State and federal police are jointly investigating the actions of the student as an act of terrorism.
He was found with an item police believe was from the Parkinson home of the murdered couple Maurice And Zoe Antill, who were aged in their 80s.
After being arrested in 2019, Raghe was released on bail in September and was under a curfew and was wearing a GPS tracker. Police believed Abdi was planning to travel to Somalia to fight for Al-Shabaab, an ISIS-inspired terrorist organisation.
He was found at the airport in 2019 with a one-way ticket, a laptop and three mobile phones that had been wiped.
Police also alleged Abdi had told his mother he could no longer live with his family in Brisbane because they were “non-believers”.
After his release on bail Abdi cut off his tracker, disappearing from authorities, before he is suspected of killing the Antills in Brisbane’s south. Hours later, officers were called to reports of a man walking into traffic on the Logan Motorway. The officers, who did not know it was Abdi or that he was suspected of the murder, tried to tell him to get off the road before he was shot when he lunged at them.
ZILLMERE PARK MURDER
September 14
A group of 13 men were charged with murder after 19-year-old Girum Mekonnen was fatally stabbed while sitting in a park with friends on a Sunday afternoon.
Witnesses reported seeing the group of men, who they say were allegedly armed with beer bottles and planks of wood, storm into O’Callaghan Park before approaching Mr Mekonnen and his mates.
Mr Mekonnen was declared dead at the scene, while several other people were taken to hospital with significant injuries.
In the days following Mr Mekonnen’s murder, police said they believed the incident may have been in retaliation for a mele involving the same group of men just days prior.
Police said the incidents may have been between two rival gangs, however Mr Mekonnen’s loved ones heavily disputed this, claiming the teen was not a gang member.

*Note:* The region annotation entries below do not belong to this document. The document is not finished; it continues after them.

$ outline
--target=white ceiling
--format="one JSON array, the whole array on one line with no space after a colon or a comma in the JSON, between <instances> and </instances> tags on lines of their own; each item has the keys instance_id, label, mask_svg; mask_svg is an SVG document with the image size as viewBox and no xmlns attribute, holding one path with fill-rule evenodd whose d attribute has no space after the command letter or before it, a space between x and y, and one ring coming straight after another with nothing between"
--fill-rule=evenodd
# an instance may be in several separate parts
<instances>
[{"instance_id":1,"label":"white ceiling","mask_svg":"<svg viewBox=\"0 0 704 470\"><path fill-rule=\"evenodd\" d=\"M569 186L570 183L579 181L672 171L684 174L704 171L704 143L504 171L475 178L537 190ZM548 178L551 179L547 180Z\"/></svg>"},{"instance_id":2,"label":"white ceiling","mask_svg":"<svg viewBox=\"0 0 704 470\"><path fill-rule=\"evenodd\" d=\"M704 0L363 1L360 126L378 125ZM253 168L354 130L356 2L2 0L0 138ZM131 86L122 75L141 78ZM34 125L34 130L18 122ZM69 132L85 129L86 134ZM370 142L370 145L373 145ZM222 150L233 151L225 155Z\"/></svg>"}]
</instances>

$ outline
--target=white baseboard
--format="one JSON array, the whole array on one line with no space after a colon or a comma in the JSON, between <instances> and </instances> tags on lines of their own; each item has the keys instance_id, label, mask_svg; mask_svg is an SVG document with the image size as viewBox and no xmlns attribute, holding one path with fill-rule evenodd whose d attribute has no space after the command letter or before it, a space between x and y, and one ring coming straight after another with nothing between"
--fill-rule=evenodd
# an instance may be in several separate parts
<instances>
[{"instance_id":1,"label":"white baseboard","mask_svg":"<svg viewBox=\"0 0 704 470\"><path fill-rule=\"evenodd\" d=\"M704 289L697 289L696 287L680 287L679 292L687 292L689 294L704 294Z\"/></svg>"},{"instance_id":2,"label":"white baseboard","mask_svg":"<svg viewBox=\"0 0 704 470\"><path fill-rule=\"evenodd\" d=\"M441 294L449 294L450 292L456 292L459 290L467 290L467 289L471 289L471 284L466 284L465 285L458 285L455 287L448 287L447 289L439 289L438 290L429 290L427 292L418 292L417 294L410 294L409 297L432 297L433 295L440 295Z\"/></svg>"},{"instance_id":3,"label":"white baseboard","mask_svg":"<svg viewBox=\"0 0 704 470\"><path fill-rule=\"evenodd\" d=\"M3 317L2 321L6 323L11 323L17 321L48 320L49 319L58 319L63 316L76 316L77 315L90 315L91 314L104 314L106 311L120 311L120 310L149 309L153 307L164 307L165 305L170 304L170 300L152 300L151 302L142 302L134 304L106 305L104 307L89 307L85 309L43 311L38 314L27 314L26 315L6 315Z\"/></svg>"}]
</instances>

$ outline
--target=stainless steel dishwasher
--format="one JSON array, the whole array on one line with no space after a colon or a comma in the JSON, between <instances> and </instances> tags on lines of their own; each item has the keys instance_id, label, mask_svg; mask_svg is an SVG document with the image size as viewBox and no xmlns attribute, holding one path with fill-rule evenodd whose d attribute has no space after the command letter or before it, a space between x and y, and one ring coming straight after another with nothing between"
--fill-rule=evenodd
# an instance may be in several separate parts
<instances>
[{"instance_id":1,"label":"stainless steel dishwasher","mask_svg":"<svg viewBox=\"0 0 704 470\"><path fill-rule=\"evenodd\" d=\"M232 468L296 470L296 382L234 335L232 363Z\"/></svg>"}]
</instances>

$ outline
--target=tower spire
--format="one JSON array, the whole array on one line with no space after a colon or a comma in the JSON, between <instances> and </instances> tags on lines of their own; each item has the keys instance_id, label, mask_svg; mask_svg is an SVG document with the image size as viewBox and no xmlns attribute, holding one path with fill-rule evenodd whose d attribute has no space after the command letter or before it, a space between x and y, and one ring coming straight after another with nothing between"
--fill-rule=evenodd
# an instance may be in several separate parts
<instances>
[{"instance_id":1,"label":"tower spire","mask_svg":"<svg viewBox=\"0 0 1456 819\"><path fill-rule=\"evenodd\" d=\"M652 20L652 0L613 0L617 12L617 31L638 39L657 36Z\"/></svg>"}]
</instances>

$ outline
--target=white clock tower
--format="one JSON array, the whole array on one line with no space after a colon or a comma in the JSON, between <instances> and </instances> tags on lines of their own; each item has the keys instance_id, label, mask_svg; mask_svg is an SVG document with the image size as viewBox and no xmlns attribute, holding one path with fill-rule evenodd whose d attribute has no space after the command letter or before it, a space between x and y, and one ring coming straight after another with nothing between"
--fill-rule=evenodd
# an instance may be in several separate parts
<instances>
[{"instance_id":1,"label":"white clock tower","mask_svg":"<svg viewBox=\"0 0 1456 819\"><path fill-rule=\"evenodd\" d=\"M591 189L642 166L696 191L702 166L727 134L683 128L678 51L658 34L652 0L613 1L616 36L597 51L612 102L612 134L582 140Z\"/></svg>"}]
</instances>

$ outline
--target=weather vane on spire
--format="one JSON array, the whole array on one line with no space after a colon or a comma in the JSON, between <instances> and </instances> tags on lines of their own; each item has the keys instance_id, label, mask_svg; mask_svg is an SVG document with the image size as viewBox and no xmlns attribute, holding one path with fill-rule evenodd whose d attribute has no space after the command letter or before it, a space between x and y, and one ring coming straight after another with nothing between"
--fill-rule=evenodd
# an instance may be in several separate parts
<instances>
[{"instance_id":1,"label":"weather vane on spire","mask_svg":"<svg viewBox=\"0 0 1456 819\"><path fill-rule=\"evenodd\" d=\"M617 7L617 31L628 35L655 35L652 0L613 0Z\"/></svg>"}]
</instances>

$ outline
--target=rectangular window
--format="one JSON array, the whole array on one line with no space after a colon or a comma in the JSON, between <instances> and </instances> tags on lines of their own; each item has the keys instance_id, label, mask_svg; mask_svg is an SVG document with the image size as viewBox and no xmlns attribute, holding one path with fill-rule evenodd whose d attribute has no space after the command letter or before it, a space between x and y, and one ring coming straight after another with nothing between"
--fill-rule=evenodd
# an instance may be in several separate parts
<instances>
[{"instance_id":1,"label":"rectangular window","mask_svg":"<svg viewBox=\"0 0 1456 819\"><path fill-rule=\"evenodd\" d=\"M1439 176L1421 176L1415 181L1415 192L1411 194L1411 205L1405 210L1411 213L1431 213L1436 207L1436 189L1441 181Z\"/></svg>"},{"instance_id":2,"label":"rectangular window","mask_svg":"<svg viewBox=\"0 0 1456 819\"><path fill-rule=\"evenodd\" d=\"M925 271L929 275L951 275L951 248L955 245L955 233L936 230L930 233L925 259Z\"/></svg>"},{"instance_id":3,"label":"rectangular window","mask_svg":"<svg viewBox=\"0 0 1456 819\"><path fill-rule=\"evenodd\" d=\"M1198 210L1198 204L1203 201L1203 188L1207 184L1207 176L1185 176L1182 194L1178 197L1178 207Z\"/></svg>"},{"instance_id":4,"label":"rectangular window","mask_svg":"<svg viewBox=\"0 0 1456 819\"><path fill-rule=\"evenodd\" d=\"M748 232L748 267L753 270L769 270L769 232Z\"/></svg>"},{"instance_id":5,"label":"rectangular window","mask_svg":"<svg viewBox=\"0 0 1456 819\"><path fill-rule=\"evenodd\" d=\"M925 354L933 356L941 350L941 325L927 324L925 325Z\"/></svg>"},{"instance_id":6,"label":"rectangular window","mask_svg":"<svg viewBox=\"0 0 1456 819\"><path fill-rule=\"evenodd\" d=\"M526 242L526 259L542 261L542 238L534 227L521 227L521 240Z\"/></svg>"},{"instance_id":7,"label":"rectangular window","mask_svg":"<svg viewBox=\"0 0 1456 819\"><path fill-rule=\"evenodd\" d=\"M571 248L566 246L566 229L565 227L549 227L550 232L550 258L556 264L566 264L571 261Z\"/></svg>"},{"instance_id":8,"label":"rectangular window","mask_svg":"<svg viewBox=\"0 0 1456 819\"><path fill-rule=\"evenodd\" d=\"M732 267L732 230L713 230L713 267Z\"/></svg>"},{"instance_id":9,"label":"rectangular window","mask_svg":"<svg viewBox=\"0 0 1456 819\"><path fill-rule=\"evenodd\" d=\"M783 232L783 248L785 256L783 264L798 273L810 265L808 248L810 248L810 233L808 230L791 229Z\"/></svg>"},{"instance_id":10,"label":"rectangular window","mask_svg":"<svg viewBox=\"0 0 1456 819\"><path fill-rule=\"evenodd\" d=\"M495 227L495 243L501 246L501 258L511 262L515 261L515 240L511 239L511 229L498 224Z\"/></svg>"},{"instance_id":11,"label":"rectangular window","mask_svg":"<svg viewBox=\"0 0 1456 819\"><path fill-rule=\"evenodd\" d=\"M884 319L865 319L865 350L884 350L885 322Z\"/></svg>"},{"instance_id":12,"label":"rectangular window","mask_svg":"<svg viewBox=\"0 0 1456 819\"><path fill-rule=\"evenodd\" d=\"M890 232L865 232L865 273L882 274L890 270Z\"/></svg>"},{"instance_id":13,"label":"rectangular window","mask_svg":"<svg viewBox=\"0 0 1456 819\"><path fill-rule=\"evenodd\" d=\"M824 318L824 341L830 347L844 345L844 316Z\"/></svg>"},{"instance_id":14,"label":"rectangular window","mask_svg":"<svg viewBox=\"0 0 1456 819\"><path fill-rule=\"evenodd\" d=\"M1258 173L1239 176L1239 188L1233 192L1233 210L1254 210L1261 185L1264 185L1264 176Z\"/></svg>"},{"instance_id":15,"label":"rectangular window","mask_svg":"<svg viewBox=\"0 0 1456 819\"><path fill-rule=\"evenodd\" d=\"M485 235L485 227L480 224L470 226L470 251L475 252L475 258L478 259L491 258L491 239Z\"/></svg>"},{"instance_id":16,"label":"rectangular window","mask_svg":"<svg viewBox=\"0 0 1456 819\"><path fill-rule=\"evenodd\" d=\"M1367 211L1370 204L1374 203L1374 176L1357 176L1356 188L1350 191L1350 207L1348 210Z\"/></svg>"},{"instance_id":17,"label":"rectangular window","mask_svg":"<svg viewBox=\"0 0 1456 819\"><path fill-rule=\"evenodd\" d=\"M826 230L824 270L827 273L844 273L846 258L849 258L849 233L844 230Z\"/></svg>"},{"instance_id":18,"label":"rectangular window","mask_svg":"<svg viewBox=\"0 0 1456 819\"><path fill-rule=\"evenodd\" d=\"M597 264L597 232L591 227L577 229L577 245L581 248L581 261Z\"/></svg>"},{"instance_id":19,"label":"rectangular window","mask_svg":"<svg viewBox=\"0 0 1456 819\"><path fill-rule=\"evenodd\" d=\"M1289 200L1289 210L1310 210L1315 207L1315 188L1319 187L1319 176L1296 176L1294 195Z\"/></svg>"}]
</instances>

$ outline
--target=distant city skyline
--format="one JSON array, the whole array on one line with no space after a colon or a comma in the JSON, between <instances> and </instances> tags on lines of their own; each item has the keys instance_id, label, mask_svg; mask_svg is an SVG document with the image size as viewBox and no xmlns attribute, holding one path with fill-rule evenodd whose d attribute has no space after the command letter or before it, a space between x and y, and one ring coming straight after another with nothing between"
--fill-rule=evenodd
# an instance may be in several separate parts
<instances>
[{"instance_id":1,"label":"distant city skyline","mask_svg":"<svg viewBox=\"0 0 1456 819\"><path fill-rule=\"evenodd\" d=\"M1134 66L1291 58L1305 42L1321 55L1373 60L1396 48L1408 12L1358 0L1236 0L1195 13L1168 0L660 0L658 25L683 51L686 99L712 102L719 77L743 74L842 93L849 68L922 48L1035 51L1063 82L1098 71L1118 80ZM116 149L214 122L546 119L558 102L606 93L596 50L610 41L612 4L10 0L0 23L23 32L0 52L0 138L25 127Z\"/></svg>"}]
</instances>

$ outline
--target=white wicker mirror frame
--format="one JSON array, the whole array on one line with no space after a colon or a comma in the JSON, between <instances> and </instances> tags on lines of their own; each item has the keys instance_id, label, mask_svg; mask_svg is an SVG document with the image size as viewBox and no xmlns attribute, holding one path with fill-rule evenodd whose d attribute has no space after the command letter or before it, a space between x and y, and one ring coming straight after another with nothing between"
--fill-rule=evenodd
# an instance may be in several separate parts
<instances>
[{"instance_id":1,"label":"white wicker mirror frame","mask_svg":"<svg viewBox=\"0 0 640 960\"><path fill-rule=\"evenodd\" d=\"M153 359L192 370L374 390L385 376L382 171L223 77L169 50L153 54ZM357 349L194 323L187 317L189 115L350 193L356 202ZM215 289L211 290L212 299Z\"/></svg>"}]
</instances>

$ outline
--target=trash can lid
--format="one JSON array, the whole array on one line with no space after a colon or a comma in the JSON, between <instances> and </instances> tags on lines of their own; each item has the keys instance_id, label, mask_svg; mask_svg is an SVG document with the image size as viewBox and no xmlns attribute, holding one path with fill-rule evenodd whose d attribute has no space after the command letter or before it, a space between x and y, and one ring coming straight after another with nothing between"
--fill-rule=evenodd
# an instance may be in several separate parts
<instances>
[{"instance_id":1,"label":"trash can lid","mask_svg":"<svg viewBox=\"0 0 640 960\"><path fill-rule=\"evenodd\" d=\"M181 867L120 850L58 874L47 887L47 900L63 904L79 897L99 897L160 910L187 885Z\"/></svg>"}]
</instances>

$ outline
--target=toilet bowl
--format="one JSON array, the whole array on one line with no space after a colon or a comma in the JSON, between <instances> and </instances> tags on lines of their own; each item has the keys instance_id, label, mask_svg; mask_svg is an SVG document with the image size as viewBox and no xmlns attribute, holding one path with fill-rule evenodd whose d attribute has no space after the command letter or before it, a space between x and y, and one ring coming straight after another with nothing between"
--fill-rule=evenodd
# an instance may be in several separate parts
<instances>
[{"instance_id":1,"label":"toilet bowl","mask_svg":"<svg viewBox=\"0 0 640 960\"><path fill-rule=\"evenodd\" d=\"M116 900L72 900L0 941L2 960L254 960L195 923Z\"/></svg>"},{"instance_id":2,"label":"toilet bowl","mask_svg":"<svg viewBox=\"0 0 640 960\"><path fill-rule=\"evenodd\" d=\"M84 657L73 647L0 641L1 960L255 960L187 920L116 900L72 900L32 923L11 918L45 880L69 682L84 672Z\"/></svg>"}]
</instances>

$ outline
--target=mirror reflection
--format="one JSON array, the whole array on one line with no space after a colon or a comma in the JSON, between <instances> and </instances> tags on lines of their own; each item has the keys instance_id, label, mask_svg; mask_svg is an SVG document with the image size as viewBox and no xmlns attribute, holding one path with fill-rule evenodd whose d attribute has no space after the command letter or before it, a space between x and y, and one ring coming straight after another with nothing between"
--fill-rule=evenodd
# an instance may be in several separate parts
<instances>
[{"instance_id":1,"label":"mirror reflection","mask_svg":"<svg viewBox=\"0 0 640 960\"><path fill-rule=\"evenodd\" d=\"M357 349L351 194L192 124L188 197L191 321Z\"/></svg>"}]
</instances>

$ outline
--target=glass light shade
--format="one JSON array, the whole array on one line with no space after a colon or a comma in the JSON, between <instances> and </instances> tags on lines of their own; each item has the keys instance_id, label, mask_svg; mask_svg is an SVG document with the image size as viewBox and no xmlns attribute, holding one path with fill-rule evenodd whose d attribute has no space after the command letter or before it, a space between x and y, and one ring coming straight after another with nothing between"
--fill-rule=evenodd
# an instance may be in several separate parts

Of the 13 men charged with murder, six have so far been released on bail as police remain unable to determine which member of the group delivered the horror stab wound that would ultimately end Mr Mekonnen’s young life.
WYARALONG DAM FATAL
November 22
Two young kids were killed when the family SUV they were travelling in along with their parents and siblings flipped into the Wyaralong Dam in the scenic rim during a Sunday afternoon drive.
Leo Larsen, 13, and his four-year-old little sister Mia were stuck inside the flipped, semi submerged Land Rover Discovery for about 20 minutes while their parents, 23-year-old Dylan Wadley and his fiance, 33-year-old Mel Martin tried desperately to free their four children after the car plummeted off Beaudesert-Boonah Rd about 2pm.
At just five weeks old, baby Hope was pulled from the car completely unscathed and placed into the safe arms of a well-timed passer-by, while one-year-old Ace was unresponsive when removed.
Onlookers, including several off duty medical professionals would perform CPR on the toddler before he was helicoptered to hospital in a critical condition where he remained for several days before being sent back to the family’s Pratten home under the care of his parents.
Police are yet to finalise their investigation into the incident, however initial information suggests fatigue may have played a contributing factor into the horrific tragedy that claimed two little lives and rocked a small community.